Toekenning proceskostenvergoeding in bestuursrechtelijke procedure inzake omgevingsvergunning voor uitbreiding zorgresidentie

In deze zaak heeft de Rechtbank Midden-Nederland op 12 januari 2018 uitspraak gedaan in een bestuursrechtelijke procedure over de omgevingsvergunning voor de uitbreiding van een zorgresidentie. De zaak betreft drie eisers die bezwaar hebben gemaakt tegen het besluit van het college van burgemeester en wethouders van de gemeente Huizen, dat op 14 september 2016 een omgevingsvergunning heeft verleend voor de uitbreiding van een groepswoning met 8 zorgstudio's. De eisers, die in de nabijheid van de zorgresidentie wonen, hebben hun bezwaren tegen de vergunning ingediend, maar deze zijn door verweerder ongegrond verklaard in het bestreden besluit van 7 april 2017.

De rechtbank heeft vastgesteld dat de eisers geen gronden hebben aangevoerd tegen het deel van de vergunning dat betrekking heeft op het vellen van een houtopstand. De rechtbank heeft zich gericht op de vraag of de omgevingsvergunning voor de activiteiten bouwen en afwijken van het bestemmingsplan terecht is verleend. De rechtbank concludeert dat de uitbreiding van de zorgresidentie, die binnen het bestaande bestemmingsplan valt, niet in strijd is met een goede ruimtelijke ordening. De rechtbank heeft ook de bezwaren van eisers over de verkeersdrukte en de vermindering van lichtinval verworpen, omdat verweerder voldoende onderzoek heeft gedaan naar deze aspecten.

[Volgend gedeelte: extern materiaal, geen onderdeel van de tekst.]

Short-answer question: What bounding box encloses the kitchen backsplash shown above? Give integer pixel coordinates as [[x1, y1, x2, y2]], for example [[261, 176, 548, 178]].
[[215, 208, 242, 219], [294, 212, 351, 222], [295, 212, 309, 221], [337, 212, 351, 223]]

Echter, de rechtbank heeft geoordeeld dat eiser 2 recht heeft op een proceskostenvergoeding in bezwaar, omdat verweerder in het bestreden besluit niet is ingegaan op het verzoek om vergoeding van proceskosten. De rechtbank heeft de beroepen van eiser 1 en eiser 3 ongegrond verklaard, maar het beroep van eiser 2 gegrond verklaard. De rechtbank heeft verweerder opgedragen om de proceskostenvergoeding van € 1.002,- aan eiser 2 toe te kennen en het betaalde griffierecht van € 168,- te vergoeden. De uitspraak is openbaar uitgesproken en partijen zijn op de hoogte gesteld van hun rechtsmiddelen.

Uitspraak

RECHTBANK MIDDEN-NEDERLAND

Zittingsplaats Utrecht
Bestuursrecht
zaaknummers: UTR 17/2057, UTR 17/2085 en UTR 17/2081

uitspraak van de enkelvoudige kamer van 12 januari 2018 in de zaak tussen

[eiser 1] , te [woonplaats] , UTR 17/2057, eiser 1

(gemachtigde: mr. A. Kwint-Ocelikova),

[eiser 2] , te [woonplaats] , UTR 17/2085, eiser 2

(gemachtigde: mr. E. van Kampen),

[eiser 3] , te [woonplaats] , UTR 17/2081, eiser 3

(gemachtigde: mr. R.J. van Rijn),
en

het college van burgemeester en wethouders van de gemeente Huizen, verweerder

(gemachtigde: mr. M.V.M. Dickmann).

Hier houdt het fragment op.